Autor: Marianne Grantham, Andrew Clear, John S. Bomalaski, Farideh Miraki-Moud, Katharine A. Hodby, Linda Ariza-McNaughton, John G. Gribben, Essam Ghazaly, Fernando Anjos-Afonso, Peter W. Szlosarek, David Taussig, Jamie Cavenagh, Dominique Bonnet, Fareeda Sohrabi, Konstantinos Liapis
Rok vydání: 2015
Předmět:
Zdroj: Blood. 125:4060-4068
ISSN: 1528-0020
0006-4971
DOI: 10.1182/blood-2014-10-608133
Popis: The strategy of enzymatic degradation of amino acids to deprive malignant cells of important nutrients is an established component of induction therapy of acute lymphoblastic leukemia. Here we show that acute myeloid leukemia (AML) cells from most patients with AML are deficient in a critical enzyme required for arginine synthesis, argininosuccinate synthetase-1 (ASS1).
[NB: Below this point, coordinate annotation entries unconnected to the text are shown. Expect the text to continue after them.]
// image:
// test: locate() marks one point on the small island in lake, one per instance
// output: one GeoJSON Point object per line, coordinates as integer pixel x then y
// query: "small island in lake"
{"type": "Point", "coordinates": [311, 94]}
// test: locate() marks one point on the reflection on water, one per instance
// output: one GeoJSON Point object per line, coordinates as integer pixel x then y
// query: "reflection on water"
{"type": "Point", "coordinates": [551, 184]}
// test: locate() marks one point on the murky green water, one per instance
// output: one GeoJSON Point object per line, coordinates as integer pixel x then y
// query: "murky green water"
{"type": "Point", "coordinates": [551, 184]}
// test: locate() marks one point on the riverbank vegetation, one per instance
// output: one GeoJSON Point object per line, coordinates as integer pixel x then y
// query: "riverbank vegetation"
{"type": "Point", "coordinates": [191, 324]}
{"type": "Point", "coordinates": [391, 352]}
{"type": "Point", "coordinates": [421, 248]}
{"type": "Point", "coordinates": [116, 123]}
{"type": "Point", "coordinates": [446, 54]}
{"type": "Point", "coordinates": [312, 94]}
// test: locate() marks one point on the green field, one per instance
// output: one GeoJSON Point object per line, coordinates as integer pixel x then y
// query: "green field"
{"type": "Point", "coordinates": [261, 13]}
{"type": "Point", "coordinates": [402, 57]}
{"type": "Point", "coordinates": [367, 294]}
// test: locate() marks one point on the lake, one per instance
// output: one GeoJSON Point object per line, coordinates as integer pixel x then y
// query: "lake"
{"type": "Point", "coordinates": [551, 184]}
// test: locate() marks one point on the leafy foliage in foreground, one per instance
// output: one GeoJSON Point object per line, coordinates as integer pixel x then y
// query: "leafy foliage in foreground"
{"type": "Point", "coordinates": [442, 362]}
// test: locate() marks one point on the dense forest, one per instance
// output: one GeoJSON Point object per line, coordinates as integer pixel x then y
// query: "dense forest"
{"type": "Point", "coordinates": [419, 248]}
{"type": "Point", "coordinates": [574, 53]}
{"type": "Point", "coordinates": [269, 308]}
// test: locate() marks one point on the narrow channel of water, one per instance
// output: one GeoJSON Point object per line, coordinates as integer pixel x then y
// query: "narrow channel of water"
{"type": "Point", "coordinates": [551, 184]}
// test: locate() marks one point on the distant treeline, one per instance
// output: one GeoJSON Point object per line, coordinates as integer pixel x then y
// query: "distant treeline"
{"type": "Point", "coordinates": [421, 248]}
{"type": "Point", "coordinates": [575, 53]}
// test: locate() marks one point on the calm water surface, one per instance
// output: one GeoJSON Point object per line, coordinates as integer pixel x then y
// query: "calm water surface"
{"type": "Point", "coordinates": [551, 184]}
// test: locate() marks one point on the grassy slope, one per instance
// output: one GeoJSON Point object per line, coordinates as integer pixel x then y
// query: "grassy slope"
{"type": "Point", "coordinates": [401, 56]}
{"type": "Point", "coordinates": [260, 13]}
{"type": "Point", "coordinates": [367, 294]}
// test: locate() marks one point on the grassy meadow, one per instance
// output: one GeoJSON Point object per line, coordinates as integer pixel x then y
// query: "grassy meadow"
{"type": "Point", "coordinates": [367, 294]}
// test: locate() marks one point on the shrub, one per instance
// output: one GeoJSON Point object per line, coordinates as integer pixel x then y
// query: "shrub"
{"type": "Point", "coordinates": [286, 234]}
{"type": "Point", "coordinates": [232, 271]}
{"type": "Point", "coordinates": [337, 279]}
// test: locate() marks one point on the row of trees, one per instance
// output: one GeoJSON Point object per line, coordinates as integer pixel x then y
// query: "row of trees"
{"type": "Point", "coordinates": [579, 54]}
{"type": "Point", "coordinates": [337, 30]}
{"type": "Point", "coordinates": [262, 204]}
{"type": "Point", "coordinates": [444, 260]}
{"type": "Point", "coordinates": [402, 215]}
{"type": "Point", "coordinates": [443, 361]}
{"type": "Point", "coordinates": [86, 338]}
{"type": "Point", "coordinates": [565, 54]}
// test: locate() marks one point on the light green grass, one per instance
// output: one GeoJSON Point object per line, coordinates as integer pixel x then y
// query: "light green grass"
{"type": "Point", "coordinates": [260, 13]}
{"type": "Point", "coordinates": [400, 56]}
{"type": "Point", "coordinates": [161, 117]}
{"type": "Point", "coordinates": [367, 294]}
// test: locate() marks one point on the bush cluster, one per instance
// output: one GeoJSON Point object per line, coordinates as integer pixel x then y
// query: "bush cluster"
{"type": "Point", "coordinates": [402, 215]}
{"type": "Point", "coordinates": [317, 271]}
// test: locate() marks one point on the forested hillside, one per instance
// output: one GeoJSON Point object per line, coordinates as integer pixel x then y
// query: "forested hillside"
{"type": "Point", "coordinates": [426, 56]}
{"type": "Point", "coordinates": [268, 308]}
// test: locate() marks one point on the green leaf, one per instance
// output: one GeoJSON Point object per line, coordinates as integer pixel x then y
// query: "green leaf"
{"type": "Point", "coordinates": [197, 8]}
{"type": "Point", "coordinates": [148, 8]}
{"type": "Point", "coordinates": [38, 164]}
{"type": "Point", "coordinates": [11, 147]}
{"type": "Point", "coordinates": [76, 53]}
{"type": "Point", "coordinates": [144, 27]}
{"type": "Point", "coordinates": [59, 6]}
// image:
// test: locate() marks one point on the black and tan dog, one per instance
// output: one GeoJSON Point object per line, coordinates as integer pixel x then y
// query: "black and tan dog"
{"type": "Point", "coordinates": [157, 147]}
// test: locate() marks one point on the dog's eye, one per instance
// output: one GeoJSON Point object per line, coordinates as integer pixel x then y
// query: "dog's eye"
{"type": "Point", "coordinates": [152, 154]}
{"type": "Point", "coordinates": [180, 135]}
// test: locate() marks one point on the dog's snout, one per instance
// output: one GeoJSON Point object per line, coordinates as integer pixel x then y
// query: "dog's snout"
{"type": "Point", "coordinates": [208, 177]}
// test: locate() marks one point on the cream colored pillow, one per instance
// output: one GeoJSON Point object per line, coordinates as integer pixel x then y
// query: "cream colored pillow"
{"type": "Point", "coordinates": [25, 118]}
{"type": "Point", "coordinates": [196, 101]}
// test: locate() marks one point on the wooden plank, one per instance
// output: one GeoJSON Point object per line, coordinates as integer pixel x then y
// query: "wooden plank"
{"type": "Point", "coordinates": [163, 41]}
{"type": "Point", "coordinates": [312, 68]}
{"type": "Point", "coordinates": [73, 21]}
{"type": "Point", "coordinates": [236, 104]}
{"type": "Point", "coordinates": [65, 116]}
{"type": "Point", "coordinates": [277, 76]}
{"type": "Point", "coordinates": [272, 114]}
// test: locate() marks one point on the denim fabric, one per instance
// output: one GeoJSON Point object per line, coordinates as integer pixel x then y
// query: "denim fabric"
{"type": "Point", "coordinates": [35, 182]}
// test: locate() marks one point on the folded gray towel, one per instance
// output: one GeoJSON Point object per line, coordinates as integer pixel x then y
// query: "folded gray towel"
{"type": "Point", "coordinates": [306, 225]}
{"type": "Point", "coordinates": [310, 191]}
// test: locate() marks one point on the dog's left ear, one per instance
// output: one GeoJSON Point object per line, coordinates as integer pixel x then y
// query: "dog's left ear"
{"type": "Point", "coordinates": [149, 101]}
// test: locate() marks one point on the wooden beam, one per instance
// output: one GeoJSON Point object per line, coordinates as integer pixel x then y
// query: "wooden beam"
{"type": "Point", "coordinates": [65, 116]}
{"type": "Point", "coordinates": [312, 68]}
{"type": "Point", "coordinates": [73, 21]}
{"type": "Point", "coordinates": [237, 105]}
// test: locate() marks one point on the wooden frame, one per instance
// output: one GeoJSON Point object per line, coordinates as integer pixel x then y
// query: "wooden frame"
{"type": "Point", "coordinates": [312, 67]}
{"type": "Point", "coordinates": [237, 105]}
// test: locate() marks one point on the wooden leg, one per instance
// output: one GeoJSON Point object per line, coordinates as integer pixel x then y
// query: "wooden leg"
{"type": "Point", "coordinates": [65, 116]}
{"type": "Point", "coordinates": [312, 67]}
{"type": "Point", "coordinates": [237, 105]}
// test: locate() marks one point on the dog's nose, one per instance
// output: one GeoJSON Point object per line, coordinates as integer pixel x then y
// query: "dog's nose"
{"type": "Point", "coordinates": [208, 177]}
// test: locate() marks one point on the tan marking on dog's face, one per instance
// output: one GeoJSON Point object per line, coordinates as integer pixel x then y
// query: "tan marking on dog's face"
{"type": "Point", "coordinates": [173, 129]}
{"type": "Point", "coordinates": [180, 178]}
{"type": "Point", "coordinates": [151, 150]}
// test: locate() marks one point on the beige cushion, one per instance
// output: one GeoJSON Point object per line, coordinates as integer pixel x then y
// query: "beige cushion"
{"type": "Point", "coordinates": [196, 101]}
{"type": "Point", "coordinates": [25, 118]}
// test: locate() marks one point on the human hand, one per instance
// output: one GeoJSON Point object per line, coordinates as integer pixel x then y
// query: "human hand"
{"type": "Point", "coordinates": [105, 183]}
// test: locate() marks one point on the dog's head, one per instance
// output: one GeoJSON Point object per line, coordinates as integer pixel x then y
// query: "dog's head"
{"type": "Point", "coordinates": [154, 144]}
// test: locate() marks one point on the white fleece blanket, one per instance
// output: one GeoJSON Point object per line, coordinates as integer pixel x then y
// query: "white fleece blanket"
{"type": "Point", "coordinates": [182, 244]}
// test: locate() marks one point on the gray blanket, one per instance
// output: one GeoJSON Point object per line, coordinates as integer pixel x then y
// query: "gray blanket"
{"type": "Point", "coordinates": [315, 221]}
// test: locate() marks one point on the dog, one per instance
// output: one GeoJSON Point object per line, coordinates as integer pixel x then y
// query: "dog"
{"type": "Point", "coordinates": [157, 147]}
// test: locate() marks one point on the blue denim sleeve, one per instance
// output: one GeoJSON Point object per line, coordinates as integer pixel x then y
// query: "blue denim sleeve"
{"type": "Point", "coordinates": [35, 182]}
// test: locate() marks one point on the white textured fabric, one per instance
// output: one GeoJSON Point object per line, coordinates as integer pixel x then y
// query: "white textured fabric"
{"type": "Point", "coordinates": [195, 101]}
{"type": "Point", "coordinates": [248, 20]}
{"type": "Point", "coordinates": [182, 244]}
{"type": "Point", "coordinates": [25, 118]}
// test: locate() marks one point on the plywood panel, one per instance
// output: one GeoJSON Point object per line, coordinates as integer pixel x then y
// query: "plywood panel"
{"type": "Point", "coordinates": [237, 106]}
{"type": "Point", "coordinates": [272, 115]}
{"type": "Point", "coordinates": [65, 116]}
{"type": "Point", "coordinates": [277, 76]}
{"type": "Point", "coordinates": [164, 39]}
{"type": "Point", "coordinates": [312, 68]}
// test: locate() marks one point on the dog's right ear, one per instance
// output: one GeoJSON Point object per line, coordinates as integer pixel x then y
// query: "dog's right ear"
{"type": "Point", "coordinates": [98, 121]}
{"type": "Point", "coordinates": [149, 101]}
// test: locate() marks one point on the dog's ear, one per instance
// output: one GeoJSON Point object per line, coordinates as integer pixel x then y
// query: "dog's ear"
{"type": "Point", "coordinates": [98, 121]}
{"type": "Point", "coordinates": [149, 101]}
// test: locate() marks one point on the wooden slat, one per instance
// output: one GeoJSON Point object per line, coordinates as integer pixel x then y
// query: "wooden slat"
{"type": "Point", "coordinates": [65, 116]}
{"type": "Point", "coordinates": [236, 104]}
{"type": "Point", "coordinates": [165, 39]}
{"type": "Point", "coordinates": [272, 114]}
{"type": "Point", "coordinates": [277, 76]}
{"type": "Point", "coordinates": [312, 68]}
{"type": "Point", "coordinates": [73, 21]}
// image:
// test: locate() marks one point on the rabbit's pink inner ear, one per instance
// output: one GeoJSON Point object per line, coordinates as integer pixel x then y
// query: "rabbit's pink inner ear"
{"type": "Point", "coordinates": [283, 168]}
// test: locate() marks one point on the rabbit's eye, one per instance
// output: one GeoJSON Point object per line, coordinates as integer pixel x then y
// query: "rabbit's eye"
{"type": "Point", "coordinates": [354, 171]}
Thus, these ASS1-deficient AML cells are dependent on importing extracellular arginine. We therefore investigated the effect of plasma arginine deprivation using pegylated arginine deiminase (ADI-PEG 20) against primary AMLs in a xenograft model and in vitro. ADI-PEG 20 alone induced responses in 19 of 38 AMLs in vitro and 3 of 6 AMLs in vivo, leading to caspase activation in sensitive AMLs. ADI-PEG 20-resistant AMLs showed higher relative expression of ASS1 than sensitive AMLs. This suggests that the resistant AMLs survive by producing arginine through this metabolic pathway and ASS1 expression could be used as a biomarker for response. Sensitive AMLs showed more avid uptake of arginine from the extracellular environment consistent with their auxotrophy for arginine. The combination of ADI-PEG 20 and cytarabine chemotherapy was more effective than either treatment alone resulting in responses in 6 of 6 AMLs tested in vivo. Our data show that arginine deprivation is a reasonable strategy in AML that paves the way for clinical trials.